A week in security: Feds investigate iPad breach

The FBI is investigating the recent iPad security breach

The week has been dominated by a batch of security fixes from Microsoft, Google and Adobe covering several key products, as well as growing concerns over the security of the much hyped iPad.

Vulnerability research firm Goatse Security claimed to have found a security flaw in AT&T's protocols that exposed the personal data of more than 114,000 iPad buyers, according to reports earlier this week.

The company ran an open script on AT&T's web site which passed on the email addresses of owners based on the ID number of their 3G iPad. The situation then appeared to escalate, and the FBI confirmed that it is investigating the breach.

Microsoft kicked off the week with a mammoth Patch Tuesday, issuing 10 bulletins patching 34 vulnerabilities in Windows, Office and Internet Explorer. Three of the bulletins are rated 'critical', Microsoft's top security risk level.

The critical fixes address remote code execution flaws in a media decompression component in all currently supported versions of Windows. All client versions of Windows will also receive a critical update for flaws in Internet Explorer.

However, one flaw that wasn't patched came to light only this week after Google security engineer Tavis Ormandy identified a zero-day flaw affecting Windows XP, 2003 and possibly other Windows systems.

Ormandy found the flaw in a component of the Windows Help and Support Center which is accessed via the 'hcp://' protocol handler. A correct exploitation could give an attacker complete access to any PC running the vulnerable operating system.

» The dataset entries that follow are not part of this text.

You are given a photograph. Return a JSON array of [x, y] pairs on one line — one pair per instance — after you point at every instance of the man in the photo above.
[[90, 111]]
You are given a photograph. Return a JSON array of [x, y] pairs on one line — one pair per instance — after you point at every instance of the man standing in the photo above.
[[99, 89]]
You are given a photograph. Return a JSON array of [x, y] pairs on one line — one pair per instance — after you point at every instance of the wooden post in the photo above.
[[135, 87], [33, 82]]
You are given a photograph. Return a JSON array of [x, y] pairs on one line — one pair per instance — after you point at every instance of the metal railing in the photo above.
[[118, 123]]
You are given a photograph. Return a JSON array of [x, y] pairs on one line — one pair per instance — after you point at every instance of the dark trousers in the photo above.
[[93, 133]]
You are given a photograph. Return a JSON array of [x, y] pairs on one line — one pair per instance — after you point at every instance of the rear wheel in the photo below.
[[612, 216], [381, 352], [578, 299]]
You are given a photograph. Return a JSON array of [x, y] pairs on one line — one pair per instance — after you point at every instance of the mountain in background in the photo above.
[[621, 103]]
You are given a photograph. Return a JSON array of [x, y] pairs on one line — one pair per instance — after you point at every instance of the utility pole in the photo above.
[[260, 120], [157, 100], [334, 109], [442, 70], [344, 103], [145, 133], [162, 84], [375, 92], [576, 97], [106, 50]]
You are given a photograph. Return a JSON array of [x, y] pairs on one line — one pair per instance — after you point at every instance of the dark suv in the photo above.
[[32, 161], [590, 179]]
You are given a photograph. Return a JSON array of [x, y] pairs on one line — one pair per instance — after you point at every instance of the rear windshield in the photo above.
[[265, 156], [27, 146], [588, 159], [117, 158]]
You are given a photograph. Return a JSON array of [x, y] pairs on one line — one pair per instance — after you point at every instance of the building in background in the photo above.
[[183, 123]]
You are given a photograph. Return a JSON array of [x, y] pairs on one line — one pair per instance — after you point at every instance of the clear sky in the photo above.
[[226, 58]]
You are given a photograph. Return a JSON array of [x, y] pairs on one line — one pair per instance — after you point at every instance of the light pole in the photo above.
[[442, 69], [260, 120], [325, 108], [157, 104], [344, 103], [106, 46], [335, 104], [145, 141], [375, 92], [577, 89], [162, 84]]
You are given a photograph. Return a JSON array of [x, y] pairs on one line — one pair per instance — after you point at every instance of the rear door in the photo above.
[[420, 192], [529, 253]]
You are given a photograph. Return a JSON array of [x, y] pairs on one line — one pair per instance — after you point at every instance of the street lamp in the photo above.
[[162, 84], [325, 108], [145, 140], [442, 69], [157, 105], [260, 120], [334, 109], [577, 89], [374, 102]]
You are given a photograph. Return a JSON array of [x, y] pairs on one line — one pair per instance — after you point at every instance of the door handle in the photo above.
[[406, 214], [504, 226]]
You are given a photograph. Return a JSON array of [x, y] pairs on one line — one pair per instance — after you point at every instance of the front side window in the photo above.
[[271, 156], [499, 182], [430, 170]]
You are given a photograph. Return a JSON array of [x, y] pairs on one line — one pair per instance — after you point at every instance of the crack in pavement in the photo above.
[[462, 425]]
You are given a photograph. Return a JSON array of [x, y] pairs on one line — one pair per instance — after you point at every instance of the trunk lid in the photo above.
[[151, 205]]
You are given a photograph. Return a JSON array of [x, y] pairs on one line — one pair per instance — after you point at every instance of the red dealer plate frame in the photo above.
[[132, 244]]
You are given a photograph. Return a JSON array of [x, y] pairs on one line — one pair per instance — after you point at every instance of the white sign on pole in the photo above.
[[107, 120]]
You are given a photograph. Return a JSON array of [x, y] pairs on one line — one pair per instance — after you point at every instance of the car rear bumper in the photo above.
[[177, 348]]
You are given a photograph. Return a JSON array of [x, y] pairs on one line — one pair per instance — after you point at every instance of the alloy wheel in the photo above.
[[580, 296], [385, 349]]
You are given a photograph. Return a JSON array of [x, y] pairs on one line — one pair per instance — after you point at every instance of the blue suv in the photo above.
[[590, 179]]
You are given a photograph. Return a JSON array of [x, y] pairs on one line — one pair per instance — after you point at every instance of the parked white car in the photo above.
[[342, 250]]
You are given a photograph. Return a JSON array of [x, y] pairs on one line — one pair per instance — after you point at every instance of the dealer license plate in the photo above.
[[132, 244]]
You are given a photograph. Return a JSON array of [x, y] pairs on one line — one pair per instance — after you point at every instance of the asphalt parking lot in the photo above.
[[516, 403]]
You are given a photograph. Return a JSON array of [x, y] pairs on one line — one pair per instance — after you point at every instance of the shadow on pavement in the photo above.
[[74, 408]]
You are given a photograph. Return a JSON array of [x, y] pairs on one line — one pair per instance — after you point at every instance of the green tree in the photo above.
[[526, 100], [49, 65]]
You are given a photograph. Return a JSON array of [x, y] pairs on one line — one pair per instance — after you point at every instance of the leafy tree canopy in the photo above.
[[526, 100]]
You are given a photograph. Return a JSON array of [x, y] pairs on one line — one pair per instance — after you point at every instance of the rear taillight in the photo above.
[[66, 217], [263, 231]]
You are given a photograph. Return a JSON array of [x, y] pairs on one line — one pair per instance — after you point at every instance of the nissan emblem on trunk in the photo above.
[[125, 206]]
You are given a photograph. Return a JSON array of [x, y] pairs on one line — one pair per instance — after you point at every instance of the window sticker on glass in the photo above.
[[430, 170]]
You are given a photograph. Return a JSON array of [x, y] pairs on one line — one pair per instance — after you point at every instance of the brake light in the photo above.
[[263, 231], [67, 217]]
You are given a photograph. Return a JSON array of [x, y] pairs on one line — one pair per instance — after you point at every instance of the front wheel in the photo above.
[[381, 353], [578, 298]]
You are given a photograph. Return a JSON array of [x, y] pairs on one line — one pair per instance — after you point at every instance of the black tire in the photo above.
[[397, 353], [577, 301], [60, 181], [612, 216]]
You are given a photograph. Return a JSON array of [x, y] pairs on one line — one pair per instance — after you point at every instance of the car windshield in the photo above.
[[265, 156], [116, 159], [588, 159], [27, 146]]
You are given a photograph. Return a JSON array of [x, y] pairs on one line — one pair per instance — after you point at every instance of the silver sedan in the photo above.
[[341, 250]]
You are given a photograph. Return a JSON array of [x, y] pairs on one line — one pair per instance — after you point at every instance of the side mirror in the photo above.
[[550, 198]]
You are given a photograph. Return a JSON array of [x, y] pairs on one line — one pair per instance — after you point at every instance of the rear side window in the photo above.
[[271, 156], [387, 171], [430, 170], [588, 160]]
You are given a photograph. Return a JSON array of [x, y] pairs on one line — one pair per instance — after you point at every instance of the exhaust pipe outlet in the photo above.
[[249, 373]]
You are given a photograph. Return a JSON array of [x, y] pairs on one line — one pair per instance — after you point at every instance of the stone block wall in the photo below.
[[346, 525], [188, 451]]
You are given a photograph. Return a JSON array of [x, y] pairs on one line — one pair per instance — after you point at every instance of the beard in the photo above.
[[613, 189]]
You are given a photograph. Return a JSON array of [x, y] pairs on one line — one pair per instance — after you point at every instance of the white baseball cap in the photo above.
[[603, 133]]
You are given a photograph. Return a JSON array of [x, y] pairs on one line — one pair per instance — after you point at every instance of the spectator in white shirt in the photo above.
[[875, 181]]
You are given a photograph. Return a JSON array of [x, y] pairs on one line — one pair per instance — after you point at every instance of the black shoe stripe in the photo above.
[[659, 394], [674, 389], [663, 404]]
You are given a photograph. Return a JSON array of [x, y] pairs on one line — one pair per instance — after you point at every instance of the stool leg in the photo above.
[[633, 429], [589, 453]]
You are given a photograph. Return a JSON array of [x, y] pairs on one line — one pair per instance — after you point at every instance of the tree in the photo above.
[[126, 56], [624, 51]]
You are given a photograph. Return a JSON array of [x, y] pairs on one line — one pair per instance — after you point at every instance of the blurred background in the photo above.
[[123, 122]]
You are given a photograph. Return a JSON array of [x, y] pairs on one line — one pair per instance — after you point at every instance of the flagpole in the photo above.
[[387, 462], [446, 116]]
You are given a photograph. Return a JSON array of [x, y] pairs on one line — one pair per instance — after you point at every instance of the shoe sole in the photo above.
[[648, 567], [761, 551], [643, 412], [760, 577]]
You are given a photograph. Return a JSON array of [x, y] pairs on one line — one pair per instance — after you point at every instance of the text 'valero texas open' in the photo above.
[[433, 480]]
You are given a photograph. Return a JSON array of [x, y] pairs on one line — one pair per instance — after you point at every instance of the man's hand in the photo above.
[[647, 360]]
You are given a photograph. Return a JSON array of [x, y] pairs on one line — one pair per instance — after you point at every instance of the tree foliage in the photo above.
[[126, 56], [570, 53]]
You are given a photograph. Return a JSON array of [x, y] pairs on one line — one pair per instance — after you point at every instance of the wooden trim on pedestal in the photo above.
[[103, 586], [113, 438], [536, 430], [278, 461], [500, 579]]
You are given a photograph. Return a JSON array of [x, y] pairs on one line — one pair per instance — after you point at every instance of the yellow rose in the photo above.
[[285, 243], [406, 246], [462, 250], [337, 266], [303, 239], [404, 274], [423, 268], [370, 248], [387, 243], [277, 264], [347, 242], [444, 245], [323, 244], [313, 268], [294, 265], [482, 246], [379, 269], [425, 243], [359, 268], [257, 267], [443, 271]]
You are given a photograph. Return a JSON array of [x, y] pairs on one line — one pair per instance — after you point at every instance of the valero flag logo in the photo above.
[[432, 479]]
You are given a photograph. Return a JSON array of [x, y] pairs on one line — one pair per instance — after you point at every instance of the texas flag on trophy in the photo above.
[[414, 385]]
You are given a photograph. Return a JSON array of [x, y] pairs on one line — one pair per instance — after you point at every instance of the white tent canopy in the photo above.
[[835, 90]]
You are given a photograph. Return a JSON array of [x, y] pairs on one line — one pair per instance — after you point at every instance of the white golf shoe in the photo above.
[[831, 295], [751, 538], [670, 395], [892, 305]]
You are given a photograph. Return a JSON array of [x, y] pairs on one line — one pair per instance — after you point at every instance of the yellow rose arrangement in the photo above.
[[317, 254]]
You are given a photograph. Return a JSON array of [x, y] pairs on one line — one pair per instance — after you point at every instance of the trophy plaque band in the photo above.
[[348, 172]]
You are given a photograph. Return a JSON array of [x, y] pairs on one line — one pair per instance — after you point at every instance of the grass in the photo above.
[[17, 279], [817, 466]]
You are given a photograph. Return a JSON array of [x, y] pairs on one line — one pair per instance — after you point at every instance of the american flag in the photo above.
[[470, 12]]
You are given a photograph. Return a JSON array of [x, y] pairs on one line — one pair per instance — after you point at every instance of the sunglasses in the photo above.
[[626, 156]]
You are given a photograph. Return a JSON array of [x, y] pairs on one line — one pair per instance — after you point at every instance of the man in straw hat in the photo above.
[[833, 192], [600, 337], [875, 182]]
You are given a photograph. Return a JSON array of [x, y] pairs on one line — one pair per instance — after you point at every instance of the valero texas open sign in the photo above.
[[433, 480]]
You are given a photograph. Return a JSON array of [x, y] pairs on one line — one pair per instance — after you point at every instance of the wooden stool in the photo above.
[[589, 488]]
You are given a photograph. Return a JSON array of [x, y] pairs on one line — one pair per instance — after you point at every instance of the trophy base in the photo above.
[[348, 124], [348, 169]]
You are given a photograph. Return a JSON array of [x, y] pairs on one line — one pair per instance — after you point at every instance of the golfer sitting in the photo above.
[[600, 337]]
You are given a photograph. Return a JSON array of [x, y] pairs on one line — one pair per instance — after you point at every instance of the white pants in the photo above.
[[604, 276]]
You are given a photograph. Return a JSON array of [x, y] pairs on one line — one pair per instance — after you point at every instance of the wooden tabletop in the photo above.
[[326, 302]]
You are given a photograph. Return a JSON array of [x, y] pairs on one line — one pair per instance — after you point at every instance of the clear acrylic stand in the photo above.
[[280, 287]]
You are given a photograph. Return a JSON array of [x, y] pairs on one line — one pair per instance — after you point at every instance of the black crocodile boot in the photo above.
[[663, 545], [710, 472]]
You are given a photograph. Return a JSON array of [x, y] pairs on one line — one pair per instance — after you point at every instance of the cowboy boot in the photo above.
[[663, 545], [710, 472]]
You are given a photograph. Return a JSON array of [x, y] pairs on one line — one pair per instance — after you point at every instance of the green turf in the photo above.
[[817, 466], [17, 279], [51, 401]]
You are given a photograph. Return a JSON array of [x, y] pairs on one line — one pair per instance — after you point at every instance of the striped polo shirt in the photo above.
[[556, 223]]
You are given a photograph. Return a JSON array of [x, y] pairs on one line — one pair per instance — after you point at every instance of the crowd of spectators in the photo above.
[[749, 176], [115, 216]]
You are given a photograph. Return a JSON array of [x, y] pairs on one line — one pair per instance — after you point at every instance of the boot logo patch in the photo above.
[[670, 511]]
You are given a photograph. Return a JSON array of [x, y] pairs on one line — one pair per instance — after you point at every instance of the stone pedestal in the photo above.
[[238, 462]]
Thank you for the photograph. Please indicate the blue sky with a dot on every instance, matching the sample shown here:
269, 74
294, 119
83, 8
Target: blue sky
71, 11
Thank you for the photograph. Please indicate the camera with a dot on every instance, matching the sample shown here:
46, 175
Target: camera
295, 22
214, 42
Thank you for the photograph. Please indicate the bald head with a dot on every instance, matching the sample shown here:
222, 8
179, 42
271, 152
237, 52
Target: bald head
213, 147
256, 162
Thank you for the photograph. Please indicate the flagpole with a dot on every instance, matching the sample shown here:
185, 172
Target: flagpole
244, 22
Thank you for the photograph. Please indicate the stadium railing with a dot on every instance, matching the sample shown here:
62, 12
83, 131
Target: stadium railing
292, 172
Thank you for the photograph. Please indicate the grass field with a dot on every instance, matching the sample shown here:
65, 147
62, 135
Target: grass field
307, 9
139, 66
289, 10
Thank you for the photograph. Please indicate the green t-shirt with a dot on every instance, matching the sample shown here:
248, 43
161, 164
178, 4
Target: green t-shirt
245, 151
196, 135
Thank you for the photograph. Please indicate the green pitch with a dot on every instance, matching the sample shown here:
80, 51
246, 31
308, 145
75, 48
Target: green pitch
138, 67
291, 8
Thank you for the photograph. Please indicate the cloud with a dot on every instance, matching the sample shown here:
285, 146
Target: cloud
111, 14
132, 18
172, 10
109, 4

Google itself issued security updates for Chrome, addressing 11 vulnerabilities for the Windows, Mac OS X and Linux versions of the browser. Eight of the flaws in the Chrome 5.0.375.70 update are labelled as 'high risk', while the remaining three are listed as 'medium' risk. The vulnerabilities range from memory corruption and cross site scripting flaws, to keystroke redirection risks.

Adobe, meanwhile, released patches for serious security flaws in Flash. The 10.1.53.64 update fixes 32 issues that could allow remote code execution, system crashes or the loss of virtualised images.

And finally, Symantec Hosted Services rounded the week off with another warning about targeted malware attacks using the World Cup as a lure. The newly discovered attack, targeting Brazilian firms, features a malicious PDF attachment and link in the same email, increasing the chances of success.